She reached for her phone as the screen lit up. It was another reminder to take her morning pills. Her eyes wander to the white ceiling. It was so plain and boring. The apartment was so silent you could hear her labored breathing. She was louder than the clock on the wall. As she shuffled along to the kitchen, she remembered her mother’s lost battle with ovarian cancer. Why did they have to use such military and complicated words to describe anything to do with cancer? “She lost her fight with cancer. “She must fight this battle”. “She is a survivor.” “She is in remission.” A random thought crossed her mind, if someone says she lost her battle with cancer she would curse them from wherever she will be.
Her once firm body was no more, she was bald and her skin was saggy and dry. She was 37 yet felt six decades older. A bag of bones wrapped in an expensive silk gown. “Maybe I’ve done my time and should bid the world goodbye”, she mused. There was only one cup of natural yoghurt in the fridge. She picked a glass from the cabinet but it slipped from her grip and shattered on the floor. She smiled at the broken glass. The story of her life.
Her parents had separated when she was 15. Her father left with her elder brother. She remained with her mother. She would meet her brother every day at 4:00pm at the local market to catch up on everything. She would tell him what their mother was up to and he would bring her up to speed on what their dad’s drinking sprees dragged home. After three months her father suddenly quit alcohol. Every evening he would visit them in the shared one bedroom apartment. From a five bedroom mansion to a shared one bedroom life wasn’t rosy. When her father came over he always came with her brother and they would stay over for dinner and drive home late at night.
After two months her father gave up and went back to his second wife, the brown bottle. He would kiss her every evening. He became the village daily drinking officer. After a year her mother started getting weak. She had bouts of indigestion, heartburn, fatigue and back pains. She was through with high school and the task of nursing her now weak mother fell on her. She would call her brother every day. Crying. He was away in college. All he could do was listen. It broke his heart every time she called. But he was the only one she could talk to. He never failed to pick her calls. Their father kept to his late night singing on his way home. Maybe it gave him company with his son away at college and his wife and daughter having moved out.

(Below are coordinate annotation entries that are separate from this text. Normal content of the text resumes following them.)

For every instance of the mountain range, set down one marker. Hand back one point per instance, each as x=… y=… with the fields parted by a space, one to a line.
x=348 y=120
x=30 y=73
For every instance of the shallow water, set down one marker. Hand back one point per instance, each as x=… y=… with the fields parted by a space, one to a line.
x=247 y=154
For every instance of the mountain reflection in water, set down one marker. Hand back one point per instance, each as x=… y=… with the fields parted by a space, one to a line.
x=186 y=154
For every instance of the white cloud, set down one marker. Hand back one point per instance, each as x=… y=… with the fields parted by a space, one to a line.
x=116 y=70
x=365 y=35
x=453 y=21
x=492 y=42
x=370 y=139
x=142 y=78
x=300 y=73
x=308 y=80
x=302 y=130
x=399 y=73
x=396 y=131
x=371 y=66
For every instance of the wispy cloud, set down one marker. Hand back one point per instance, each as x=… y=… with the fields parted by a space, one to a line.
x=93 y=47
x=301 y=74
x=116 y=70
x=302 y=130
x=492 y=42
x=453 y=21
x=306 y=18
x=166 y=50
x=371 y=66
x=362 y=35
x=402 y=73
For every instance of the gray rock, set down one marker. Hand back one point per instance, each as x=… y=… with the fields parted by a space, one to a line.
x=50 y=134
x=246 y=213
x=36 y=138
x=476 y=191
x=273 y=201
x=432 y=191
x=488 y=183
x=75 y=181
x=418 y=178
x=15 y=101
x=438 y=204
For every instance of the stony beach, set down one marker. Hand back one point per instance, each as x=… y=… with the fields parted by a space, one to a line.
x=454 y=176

One day, as her mother was walking up the stairs she tripped and broke her leg. Mothers are the strongest. She went to buy pain killers and also look for her father. She thought Kabu would know where he was. Kabu was the bar tender at his favorite local. She was a yellow yellow who loved wearing sun dresses with boots. Everyone in the village seemed to love her stories and she thrived in the attention she got. Even in his state, he managed to take their mother to hospital within the hour. Tests were run. Many more were requested. Shortly after, she was diagnosed with ovarian cancer. Stage four.
She reached for a brush and dust pan to collect the shattered glass. She couldn’t help but wonder, why her? She had it all, a career, a home, vacations, car… She looked around and instantly knew she needed to call her brother.
She dialed his number and got through to Adele singing “Hello”. It is a nice song. But it is depressing. Listening to it made her feel like she was already dead and was reaching out to him from beyond. His first question was “Are you okay?”She asked him, “Why wouldn’t I be?” But he knew only too well and in less than an hours’ time he was in her apartment. He looked at her and broke down like a toddler. She was an emotional mess as well. He searched for words to reassure her. “Mummy left us but you are not going to. It is not your time yet.” Right at that moment she knew she had her cheerleader.
She took a shower and they went out for lunch. Later in the afternoon they visited her Insurance firm to get a clearer picture of her insurance funds and options. In him she knew she had found an anchor. He was holding the light at the end of the tunnel.